Bando da yer almak ise bir başka ayrıcalıktı.
Tören günlerinde giyilen beyaz gömlek, beyaz pantolon ve sol omuzdan, sağ taraftaki pantolon cebine kadar uzanan geniş kırmızı kurdele çok fiyakalı gelirdi bize. Tören günü özene bezene bu giysileri giyer, yurt binası ile okulun arası 50 metre olmasına rağmen, herkes görsün diye eski hastane, günümüzde İstanbul Teknik Üniversitesi kampüsünün yer aldığı binanın sol yanından limana doğru gidilir, Canbulat kapısından içeri girilir, Yeşil Deniz caddesi boyunca deniz tarafındaki surlara paralel yürünür, Deniz Kapısı (Prota Del Mare) yanına gelince Namık Kemal Meydanına taraf dönülür, Selimiya Camisi geçilip şehrin meydanına gelinirdi. Orada bir sandviç yenilir, sonra da İstiklal Caddesi boyunca yürünerek Akkule’ye varılır ve kara kapısından dışarı çıkılarak gerisin geriye Namık Kemal Lisesine dönülürdü.

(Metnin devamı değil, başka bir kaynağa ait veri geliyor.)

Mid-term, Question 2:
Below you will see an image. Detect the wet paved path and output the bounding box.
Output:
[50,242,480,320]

Fiyaka olsun, bandocu olduğumuz görülsün diye okulun yurdundan çıkıp 50 metre ötedeki liseye kısacık yoldan gitmek yerine, Mağusa’da ikamet eden Kıbrıslı Türklerin yüzde yetmişinin ikamet ettiği surlar içinden caka satarak geçmek için neredeyse iki kilometre tutan yoldan gitmek tercih edilirdi. Tabii bu cakalı yürüyüşte kız arkadaşınızın evinin önünden de birkaç kez geçmek ihmal edilmezdi.

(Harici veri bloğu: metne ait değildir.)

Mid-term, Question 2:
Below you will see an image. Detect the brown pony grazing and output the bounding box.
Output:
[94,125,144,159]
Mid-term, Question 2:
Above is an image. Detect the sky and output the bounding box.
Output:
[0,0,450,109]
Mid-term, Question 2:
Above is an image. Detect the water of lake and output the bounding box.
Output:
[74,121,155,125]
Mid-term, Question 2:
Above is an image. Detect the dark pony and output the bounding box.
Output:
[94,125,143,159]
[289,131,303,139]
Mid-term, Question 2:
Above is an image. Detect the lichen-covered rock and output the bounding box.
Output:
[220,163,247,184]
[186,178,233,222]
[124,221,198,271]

Bandodaki en büyük ve hiç unutmadığım deneyimim, 1963 yılı içinde adamızı ziyaret eden ABD Cumhurbaşkanı Lyndon Johson’u karşılamak için Lefkoşa Türk Lisesi bandosu ile birlikte oluşturulan karma bandoda yer almamdı. Namık Kemal Lisesi bandosundan seçilen arkadaşlar topluca Lefkoşa’ya gitmiş ve Lefkoşa Türk Lisesi bandosu ile karma bir bando oluşturmuş, sonra da Başkan Johnson’u karşılamak için topluca günümüzde Atatürk heykelinin yer aldığı Girne kapısı önünde yerimizi almıştık. Başkan Lyndon Johnson’u taşıyan siyah araç, o dönemde Dianellos Sigara fabrikası olan ve günümüzde de yapılan tadilatlarla KKTC Meclisi olarak kullanılan binanın önündeki çemberde gözükünce “Yellow roses of Texas” şarkısını çalmaya başlamıştık. Başkan Johnson aracı ile yakınımıza kadar gelmiş ve dönemin Cumhurbaşkanı muavini olan rahmetlik Dr. Fazıl Küçük tarafından karşılanmıştı. Ortada askeri kıyafetli hiç kimse yoktu ve sadece polislerden oluşmuş bir tören mangası bulunmaktaydı. Tören mangasını selamlamasından sonra Başkan Johnson bize taraf yöneldi ve yanımıza gelerek bizlere Goodmorning, “günaydın” diyerek, şefimiz rahmetlik Zeki Taner hoca ile el sıkıştı. Hocamız İngiliz askeri kökenli olduğu için heykel gibi hazır ol vaziyetinde karşılamıştı kendisini ve el sıkışmıştı. Sivil kıyafet içinde olduğu için askeri selam vermiş miydi kendisine yoksa vermemiş miydi hiç hatırlamıyorum. Sonra da hiç beklemediğim bir şekilde bana doğru bir adım attı ve tokalaşmak, belki de biz bandocuları tebrik etmek için elini uzattı. Nasıl soğuk bir ter döktüğümü anlatamam. Koskoca ABD Başkanına ait bu el ile sadece toka mı edilmeliydi yoksa geleneklerimize göre öpülüp alına mı konmalıydı. Dünyanın herhalde en uzun bir saniyesini yaşadım o an. Çocuk aklımla, ya da yeni yetme aklımla, Zeki hocamızın yaşı büyük ve de saçları kırlaşmış olduğu için değil de bir bando şefi olduğu için Başkan Johnson’un elini öpüp başına koymadığı kararını verdim ve aynı uygulamayı ben de yaptım. Önce kafamı kaldırdım, Başkan Johnson’un yüzüne gülümseyerek bakarken de elini sıktım. Çok uzun boyluydu Başkan Johnson, yerel tabirle hem sırık gibiydi hem de sırım gibi. Belki de göreceli olarak benim boyuma kıyasla çok uzun boylu ve kiloma göre de iri yapılıydı ve bana da öyle gelmişti. Kocaman iri yarı bir adam olarak hatırlıyorum kendisini.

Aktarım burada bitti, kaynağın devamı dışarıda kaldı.